Surfing Beneath the Surface
The Flatiron Building is exhibiting a fascinating new video installation by artist Diana Lehr. Curated by the Cheryl McGinnis Gallery, the video installation sits in the prow of the building on the north side and features a dreamlike leaf floating on a surface of water. The videos have the feel of a graphic novel, as the description notes, and it was lovely to get lost in the beautiful colors and movement for a few minutes one morning on our commute this week. Lehr is known for bringing into “view micro-realities and things that often go unnoticed” and in incorporating “illusion and the defining line between what is real and what is not[.]” Her work is in numerous private and corporate collections and has been exhibited in New Orleans, San Diego, Philadelphia, Seattle, NYC, Los Angeles, and Honolulu. It’s the perfect antidote for this cold weather!

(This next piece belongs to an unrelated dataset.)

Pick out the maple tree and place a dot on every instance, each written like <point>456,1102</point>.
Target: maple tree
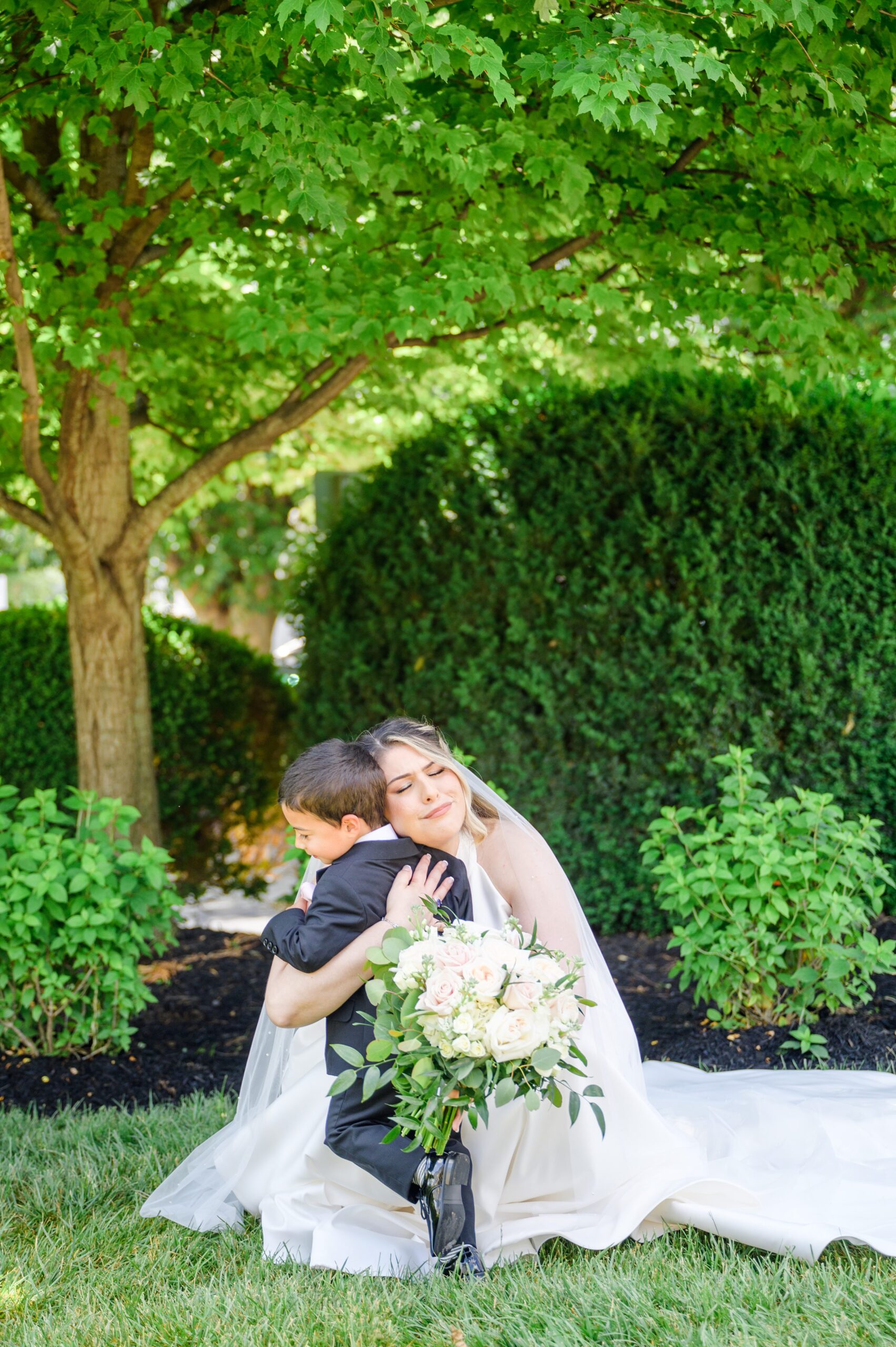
<point>220,215</point>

Last Week Tonight: Family Separation
John Oliver recently examined the Trump administration family separation policy on his show. While noting that “immigration has been dominating the news all week long, as a caravan of migrants from Central America continues to head north,” he focused on the family separation policy, which has “faded from the headlines.” Oliver looked at the incompetence and miscommunication between government agencies that resulted in children getting lost in the system as well as parents being removed from the US without their children. Demonstrating the devastating human cost of the family separation policy, he played footage from an investigation by The Atlantic showing a traumatized boy crying, angry at his mother because he thinks she doesn’t love him. “This separation was so long,” the mother said in the footage. “My son has changed so much. With so much trauma.” Oliver, concerned that family separation may happen again, concluded: “I would argue the biggest threat to our status as the greatest nation on earth is not a caravan a thousand miles south of us it’s whoever thinks doing this is an acceptable f—king response.”